Jordan: The Energy & Mineral Resources Ministry is to issue an international tender for a wind power plant by the end of next month. The tender is one of several wind-power projects aimed at increasing the kingdom’s installed capacity by 200 MW.

Romania: Calin Popescu Tariceanu, Romania’s prime minister has called for the building of two new nuclear reactors to be speeded up. The new reactors in Cernavoda are due to be operational in 2012 and 2013 at a cost of $2.6bn.

Russia: Italian utility Enel and Rosatom, the Russian nuclear energy agency have signed a memorandum of intent to develop the electricity sector and nuclear energy generation in Russia and in Central and Eastern Europe.

Russia: Lukoil is planning to build a 72 MW gas turbine power plant to supply power to its Vatyeganskoye oil field in West Siberia. The plant, which will have six gas turbine power units, is scheduled to begin operation in December 2007.

Russia: The modernization of the Yaroslavskaya CHPP-2 has been completed, and a new cogeneration turbine has been installed at the power plant. The installed capacity of CHPP-2 has now increased from 210 MW to 325 MW.

Slovakia: The International Energy Agency (IEA) has approved the accessions request by the Slovak government. The Slovak Republic becomes the 27th member country.

South Africa: IPSA Group has acquired four high-efficiency gas turbines, with a total generating capacity of 500 MW. The four Fiat Avio turbines will be installed as part of the first phase of the Coega Fast track Project close to Port Elizabeth.

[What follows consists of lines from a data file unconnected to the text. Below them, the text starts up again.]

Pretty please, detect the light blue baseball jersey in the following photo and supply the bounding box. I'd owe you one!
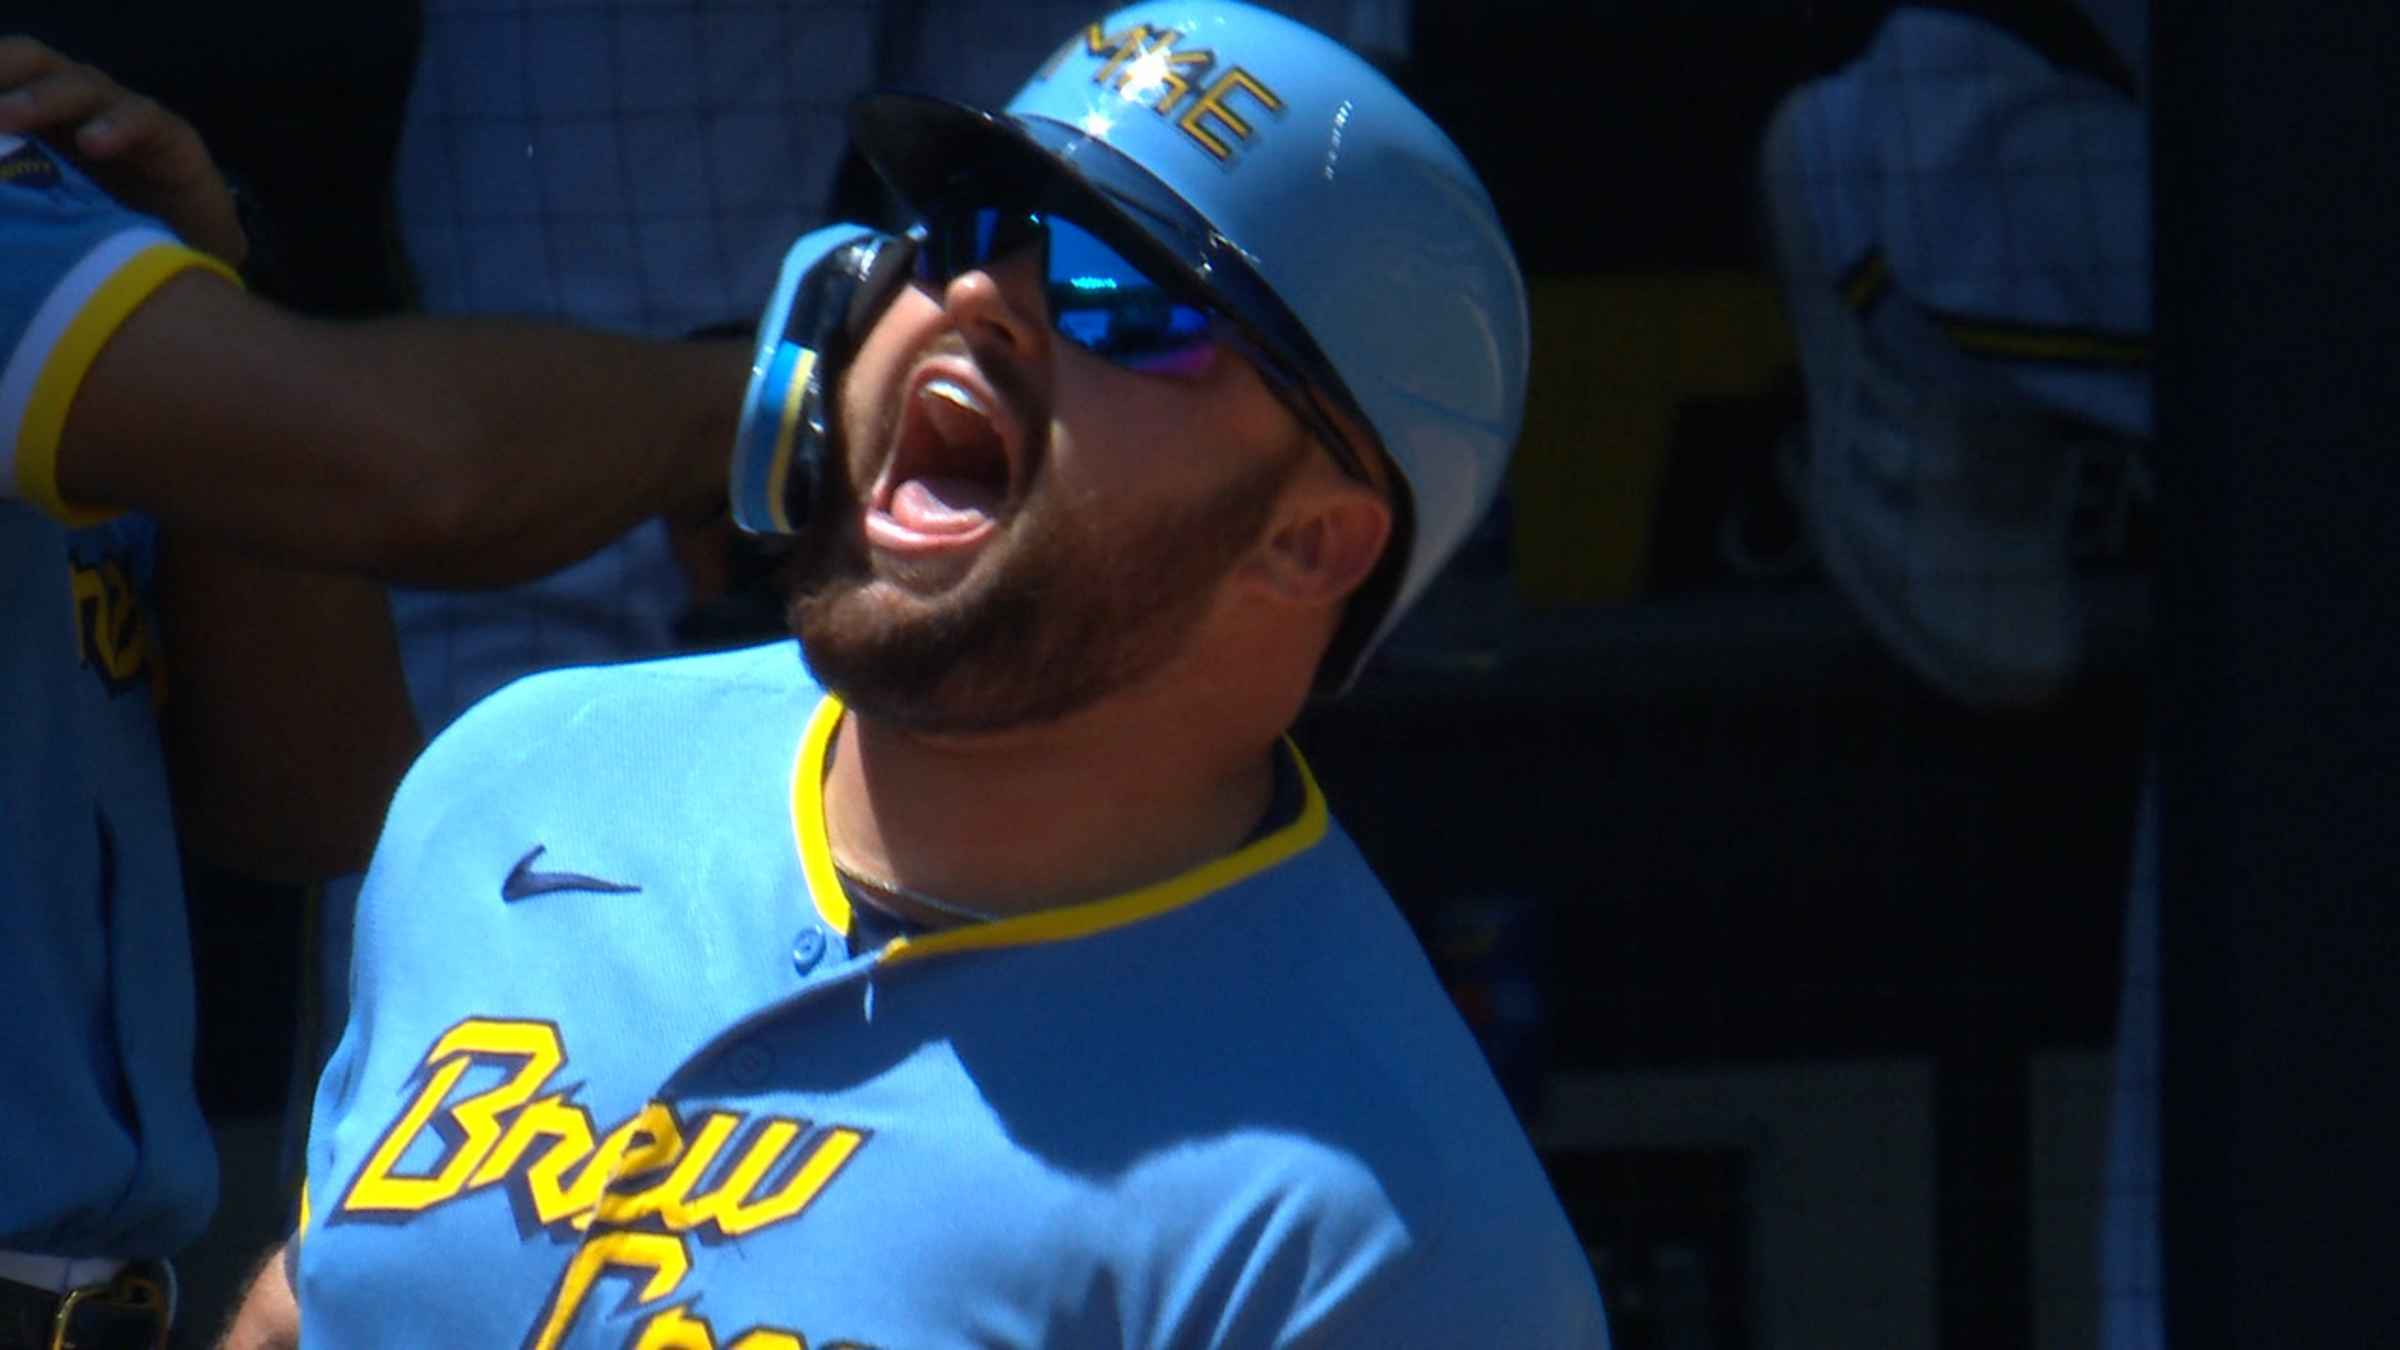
[1,132,232,1256]
[296,642,1608,1348]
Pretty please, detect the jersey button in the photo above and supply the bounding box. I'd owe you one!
[792,927,828,972]
[727,1042,772,1087]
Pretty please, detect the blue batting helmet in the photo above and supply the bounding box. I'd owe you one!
[735,1,1528,689]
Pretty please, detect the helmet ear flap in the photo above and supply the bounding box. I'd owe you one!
[729,227,917,536]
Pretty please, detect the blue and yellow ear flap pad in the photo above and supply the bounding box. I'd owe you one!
[730,225,918,536]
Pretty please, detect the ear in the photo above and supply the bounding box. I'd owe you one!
[1248,481,1393,608]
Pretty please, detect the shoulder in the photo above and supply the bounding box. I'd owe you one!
[1085,840,1608,1340]
[1114,1125,1608,1346]
[352,640,824,955]
[382,639,822,830]
[443,639,819,744]
[1252,1131,1607,1345]
[1,131,215,335]
[1164,820,1611,1338]
[1,132,143,249]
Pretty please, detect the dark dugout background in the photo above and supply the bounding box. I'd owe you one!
[4,1,2394,1346]
[2148,4,2400,1349]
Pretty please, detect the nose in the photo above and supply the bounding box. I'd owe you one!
[941,250,1048,367]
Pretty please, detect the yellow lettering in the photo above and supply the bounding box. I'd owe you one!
[68,564,103,666]
[1087,23,1168,88]
[340,1055,476,1212]
[473,1091,599,1227]
[632,1304,719,1350]
[340,1018,565,1215]
[528,1231,690,1350]
[68,561,146,681]
[67,553,160,699]
[560,1101,685,1231]
[1078,24,1217,116]
[100,562,142,681]
[595,1110,744,1228]
[1175,67,1284,161]
[688,1122,868,1238]
[345,1020,879,1349]
[1138,48,1217,117]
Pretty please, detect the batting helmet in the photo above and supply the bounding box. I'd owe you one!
[734,0,1528,690]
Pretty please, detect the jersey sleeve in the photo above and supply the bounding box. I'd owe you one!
[1122,1130,1612,1349]
[0,132,239,523]
[1282,1199,1615,1348]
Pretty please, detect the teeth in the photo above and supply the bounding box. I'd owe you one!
[923,378,988,415]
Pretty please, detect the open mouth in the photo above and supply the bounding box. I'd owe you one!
[868,365,1022,550]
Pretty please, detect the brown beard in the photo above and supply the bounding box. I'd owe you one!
[787,427,1302,735]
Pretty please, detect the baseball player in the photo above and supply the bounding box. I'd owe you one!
[235,4,1610,1346]
[0,40,756,1348]
[343,0,1415,1076]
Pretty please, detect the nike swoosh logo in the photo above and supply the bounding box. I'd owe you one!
[502,845,643,903]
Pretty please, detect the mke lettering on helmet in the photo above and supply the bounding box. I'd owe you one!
[1037,22,1287,164]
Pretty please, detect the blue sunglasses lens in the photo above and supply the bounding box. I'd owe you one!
[918,208,1217,373]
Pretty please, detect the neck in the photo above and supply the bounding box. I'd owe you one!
[822,684,1282,922]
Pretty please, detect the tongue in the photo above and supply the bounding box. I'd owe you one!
[890,476,1002,534]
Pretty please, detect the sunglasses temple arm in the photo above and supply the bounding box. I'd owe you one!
[1280,371,1373,485]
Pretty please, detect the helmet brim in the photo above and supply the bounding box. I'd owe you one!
[848,93,1072,223]
[848,94,1277,355]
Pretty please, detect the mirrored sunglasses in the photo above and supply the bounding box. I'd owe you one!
[911,206,1370,481]
[914,207,1222,376]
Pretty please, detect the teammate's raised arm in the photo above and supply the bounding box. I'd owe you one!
[53,275,744,584]
[1,35,744,586]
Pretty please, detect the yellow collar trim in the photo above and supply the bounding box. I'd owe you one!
[788,694,1328,966]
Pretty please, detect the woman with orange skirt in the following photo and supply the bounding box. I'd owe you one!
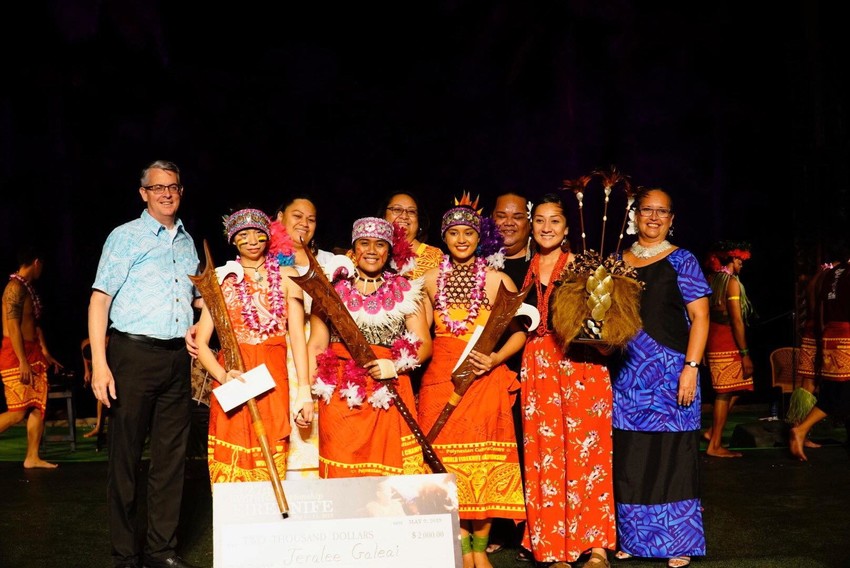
[418,196,527,568]
[308,216,432,478]
[194,207,314,483]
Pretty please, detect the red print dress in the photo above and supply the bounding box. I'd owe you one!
[521,254,616,563]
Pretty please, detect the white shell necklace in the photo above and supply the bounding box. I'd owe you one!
[630,240,673,259]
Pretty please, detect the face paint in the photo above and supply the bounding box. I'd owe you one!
[233,230,268,249]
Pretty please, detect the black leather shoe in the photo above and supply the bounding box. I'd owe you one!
[143,556,202,568]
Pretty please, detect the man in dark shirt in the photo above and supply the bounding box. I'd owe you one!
[488,192,533,556]
[492,192,532,287]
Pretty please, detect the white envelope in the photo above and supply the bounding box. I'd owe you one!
[212,363,276,412]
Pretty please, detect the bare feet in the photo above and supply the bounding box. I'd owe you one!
[23,458,59,469]
[789,426,807,461]
[471,551,494,568]
[702,429,712,442]
[83,427,101,439]
[706,446,743,458]
[804,438,821,448]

Turkey: Vestas has received a 90 MW order for 30 units of its 90-3.0 MW turbine for the Samli project in Turkey. The order comprises supply and installation, as well as a two-year service and maintenance contract.

UAE: According to Saeed Mohammad Al Tayer, managing director and CEO of DEWA, Dubai will spend Dh 50bn ($13.6bn) to boost its power generating capacity to 9.5GW and expand its transmission and distribution infrastructure by 2010.